# Гипермобильность спины и суставов



## АлексКО (8 Фев 2010)

Добрый день, подскажите можно ли при гипермобильности суставов или спины висеть на перекладине на ночь?

И вот много врачей из клиники Бобыря говорят, что при сколиозах и болезни шейерман-мау нужно принимать хондропротекторы, так ли это и поясните если так, то зачем?

Спасибо!!!


----------



## Доктор Ступин (9 Фев 2010)

А что Вы называете гипермобильностью?

Хондропротекторы, принимать по желанию.


----------



## abelar (9 Фев 2010)

АлексКО написал(а):


> подскажите можно ли ....висеть на перекладине на ночь?


Думаю-не нужно. Это того не стоит....Домашних перепугаете...Ну, разве для коррекции кармы?....:prankster2:


----------



## АлексКО (9 Фев 2010)

Гипермобильностью я называю переразгибание суставов локтевых, коленных, болезнь Шуерамана-мау, нарушение коллагена (Дисплазия соединительной ткани). Вообще травмы в зале быстро получал, не знал только из-за чего, все суставы хрустят ! Это всё проверяли врачи ортопеды-травматологи !

Абелар, почему не нужно висеть на ночь ? Что-то я вас не понял ?оО


----------



## АлексКО (11 Фев 2010)

*Связки и суставы -укрепление*

Добрый день, много читал и общался по теме хондропротекторов.
Одни врачи говорят - что они нужны, другие - что не нужны, так как они не помогают , третьи - что у них вообще эффект плацебо , четвертые - что лучше прокалывать, а не пить таблетки.

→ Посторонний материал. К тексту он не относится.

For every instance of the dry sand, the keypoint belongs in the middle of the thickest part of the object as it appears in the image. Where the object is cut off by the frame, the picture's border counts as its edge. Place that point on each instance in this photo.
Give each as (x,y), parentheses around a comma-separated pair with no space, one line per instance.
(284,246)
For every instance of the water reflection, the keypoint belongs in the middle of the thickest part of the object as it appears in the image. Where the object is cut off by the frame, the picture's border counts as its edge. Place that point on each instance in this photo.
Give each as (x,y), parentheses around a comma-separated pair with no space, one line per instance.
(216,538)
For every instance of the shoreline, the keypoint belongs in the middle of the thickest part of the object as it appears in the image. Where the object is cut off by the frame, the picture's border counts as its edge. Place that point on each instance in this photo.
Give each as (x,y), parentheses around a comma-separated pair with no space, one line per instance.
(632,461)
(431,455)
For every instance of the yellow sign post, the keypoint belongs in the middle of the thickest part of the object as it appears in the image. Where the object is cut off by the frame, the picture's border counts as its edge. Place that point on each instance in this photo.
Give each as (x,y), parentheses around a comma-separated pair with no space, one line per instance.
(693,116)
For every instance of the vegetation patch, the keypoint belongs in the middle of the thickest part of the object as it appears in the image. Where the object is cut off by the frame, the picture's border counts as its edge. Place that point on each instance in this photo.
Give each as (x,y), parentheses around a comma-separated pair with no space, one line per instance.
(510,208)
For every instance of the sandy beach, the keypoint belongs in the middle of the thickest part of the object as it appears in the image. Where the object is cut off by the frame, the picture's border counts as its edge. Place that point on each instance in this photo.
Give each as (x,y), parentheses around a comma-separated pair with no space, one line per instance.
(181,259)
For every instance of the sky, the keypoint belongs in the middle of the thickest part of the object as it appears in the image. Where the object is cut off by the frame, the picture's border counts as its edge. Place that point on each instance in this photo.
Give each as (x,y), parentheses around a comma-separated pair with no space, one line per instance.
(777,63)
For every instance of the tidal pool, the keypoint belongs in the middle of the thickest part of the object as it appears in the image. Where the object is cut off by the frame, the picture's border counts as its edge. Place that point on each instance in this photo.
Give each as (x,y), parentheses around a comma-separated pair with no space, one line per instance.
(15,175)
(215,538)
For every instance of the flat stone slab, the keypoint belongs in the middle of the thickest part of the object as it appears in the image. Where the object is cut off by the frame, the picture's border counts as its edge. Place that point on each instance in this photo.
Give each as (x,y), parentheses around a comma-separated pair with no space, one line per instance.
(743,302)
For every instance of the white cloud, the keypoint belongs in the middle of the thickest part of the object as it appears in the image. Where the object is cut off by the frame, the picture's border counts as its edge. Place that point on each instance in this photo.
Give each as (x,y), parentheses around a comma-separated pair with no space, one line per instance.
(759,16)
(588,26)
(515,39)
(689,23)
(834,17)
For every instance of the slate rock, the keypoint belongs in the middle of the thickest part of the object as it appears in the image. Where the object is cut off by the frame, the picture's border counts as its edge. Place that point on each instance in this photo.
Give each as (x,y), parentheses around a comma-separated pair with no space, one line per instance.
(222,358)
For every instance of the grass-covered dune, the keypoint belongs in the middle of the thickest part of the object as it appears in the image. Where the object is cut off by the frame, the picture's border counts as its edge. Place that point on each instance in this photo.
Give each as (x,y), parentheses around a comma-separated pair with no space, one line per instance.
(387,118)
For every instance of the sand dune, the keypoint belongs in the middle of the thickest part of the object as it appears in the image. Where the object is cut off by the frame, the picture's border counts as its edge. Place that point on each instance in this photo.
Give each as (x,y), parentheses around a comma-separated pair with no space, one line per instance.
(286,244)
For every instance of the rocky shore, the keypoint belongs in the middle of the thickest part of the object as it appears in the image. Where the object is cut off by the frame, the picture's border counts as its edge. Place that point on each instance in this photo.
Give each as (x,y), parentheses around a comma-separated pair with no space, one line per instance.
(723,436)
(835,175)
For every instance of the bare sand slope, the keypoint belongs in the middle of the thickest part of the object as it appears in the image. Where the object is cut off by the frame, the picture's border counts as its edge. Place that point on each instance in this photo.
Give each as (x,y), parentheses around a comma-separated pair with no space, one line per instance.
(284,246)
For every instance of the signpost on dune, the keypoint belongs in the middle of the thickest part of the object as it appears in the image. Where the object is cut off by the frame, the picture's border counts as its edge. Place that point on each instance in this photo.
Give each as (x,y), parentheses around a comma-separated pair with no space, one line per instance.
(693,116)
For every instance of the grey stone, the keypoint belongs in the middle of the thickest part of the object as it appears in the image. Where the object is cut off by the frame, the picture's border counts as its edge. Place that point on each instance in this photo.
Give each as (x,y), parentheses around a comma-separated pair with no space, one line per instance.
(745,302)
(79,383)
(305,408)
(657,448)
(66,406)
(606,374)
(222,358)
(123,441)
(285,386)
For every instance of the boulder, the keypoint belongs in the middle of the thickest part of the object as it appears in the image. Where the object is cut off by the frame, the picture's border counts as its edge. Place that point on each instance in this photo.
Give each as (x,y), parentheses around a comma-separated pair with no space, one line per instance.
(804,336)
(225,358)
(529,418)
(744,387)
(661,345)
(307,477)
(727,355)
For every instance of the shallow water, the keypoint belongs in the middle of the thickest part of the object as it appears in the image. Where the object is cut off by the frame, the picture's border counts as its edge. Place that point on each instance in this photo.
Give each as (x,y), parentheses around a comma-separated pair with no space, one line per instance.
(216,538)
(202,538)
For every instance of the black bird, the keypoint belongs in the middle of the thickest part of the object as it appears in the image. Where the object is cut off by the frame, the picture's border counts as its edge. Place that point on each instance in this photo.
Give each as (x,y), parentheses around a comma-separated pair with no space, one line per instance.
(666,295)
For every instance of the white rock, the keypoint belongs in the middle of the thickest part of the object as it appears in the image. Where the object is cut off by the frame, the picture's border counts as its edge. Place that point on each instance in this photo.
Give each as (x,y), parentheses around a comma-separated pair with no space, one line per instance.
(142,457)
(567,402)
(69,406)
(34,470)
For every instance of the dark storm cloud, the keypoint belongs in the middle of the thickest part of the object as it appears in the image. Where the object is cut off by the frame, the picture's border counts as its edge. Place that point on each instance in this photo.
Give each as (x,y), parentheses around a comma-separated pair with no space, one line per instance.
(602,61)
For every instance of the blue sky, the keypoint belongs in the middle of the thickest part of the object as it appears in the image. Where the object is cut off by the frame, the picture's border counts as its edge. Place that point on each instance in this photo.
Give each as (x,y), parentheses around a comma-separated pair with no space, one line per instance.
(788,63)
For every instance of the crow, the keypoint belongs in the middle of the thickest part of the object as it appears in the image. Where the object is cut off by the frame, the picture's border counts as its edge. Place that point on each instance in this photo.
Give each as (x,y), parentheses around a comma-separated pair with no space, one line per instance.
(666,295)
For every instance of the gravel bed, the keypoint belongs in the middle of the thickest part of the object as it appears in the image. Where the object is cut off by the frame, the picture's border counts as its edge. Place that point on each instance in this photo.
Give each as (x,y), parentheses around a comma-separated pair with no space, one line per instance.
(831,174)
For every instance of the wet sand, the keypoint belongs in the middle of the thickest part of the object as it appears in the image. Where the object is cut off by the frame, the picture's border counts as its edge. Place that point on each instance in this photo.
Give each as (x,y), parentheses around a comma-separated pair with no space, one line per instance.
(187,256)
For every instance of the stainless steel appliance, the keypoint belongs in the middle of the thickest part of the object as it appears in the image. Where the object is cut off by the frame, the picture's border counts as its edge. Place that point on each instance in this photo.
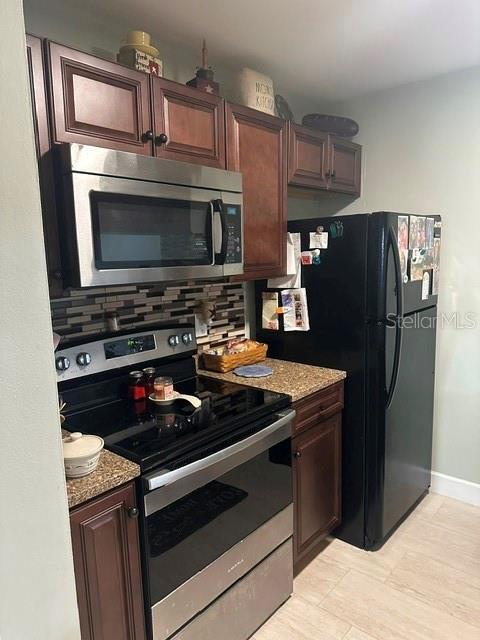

Хотелось бы точно ответить на этот вопрос ? 

Многие врачи на форуме говорят, что при протрузиях (Шермана-Мау болезнь), они просто необходимы.
 Так же существует такая проблема как  - гипермобильность суставов (нарушение коллагена). Теперь о хондропротекторах, сколько их нало принимать. Одни говорят , что всасываются они очень долго и нужно пол года принимать минимум, другие говорят - что лучше колоть их.

Есть множество фирм и состав разный  - глюкозамин - 1000мг, хондрооитин - 300 мг, МСМ  -250 мг, есть  - только глюкозамин, только хондроитин - 750 мг. Но дозы эти очень очень маленькие.
Многие спортсмены  - бодибилдеры , пьют их для профилактики, но они пьют спортивные хондрпротекторы  - где состав намного больше !!!

Теперь вопрос, какой нужно, хочу вам показать вам самый макс. состав этих хондрротекторов, я думаю многие такого и не видели, посмотрите пожалуйста и скажите. Больше спасибо заранее, так как знаю, что отнимаю у вас время.


Препарат называется Animal flex Universal

Состав:
Animal Flex
Animal Flex разработан, чтобы сделать Ваши суставы и связки более крепкими и чтобы защитить их от перегрузок во время тренировок. Каждый пакетик Animal Flex состоит из нескольких ключевых комплексов веществ, защищающих Ваши суставы:

1) мощный комплекс, помогающий восстановить соединительную ткань;

2) комплекс веществ, улучшающих смазку суставов и смягчающих тем самым стресс от поднятия тяжестей на тренировке;

3) комплекс, способствующий восстановлению связок и снимающий воспаление;

4) витаминно-минеральная смесь, которая еще более способствует сохранению и поддержанию здоровья суставов и связок. Animal Flex — это полная и эффективная формула для достижения серьезного результата. Это Ваше надежное оружие в «железной» борьбе.
Количество питательных веществ в одной порции (1 пак.) продукта:
Калории – 9
Всего жиров – 1 г
Витамин С (аскорбиновая кислота) – 100 мг
Витамин Е (ди-альфа токоферол) – 100 мг
Цинк (цинк пиколинат) – 15 мг
Селен (натрия селенит) – 70 мкг
Марганец (марганца сульфат) – 1 мг

Joint Construction Complex – 3000 мг
    Глюкозамин (HCl и сульфат KCI)
    Метилсульфонилметан (MSM)
    Хондроитин сульфат А (CSA)
    Хондроитин сульфат B (CSB)

Joint Lubrication Complex – 1000 мг
    Льняное масло (50% линоленовая кислота)
    Цетил миристолеат специальная смесь (цетил миристолеат, цетил миристат, цетил пальмитат, цетил лаурат, цетил пальмитолеат, цетил олеат)
    Гиалуроновая кислота

Joint Support Complex – 1000 мг
    Экстракт корня имбиря (gingerols, shogaols)
    Экстракт куркумы
    Boswellia (boswellic acid)
    Кверцетин
    Бромелаин

Другие ингредиенты: дикальций фосфат, сывороточный протеин, shark cartilage, желатин, глицерин, соевое масло, очищенная вода, стеарат магния, стеариновая кислота.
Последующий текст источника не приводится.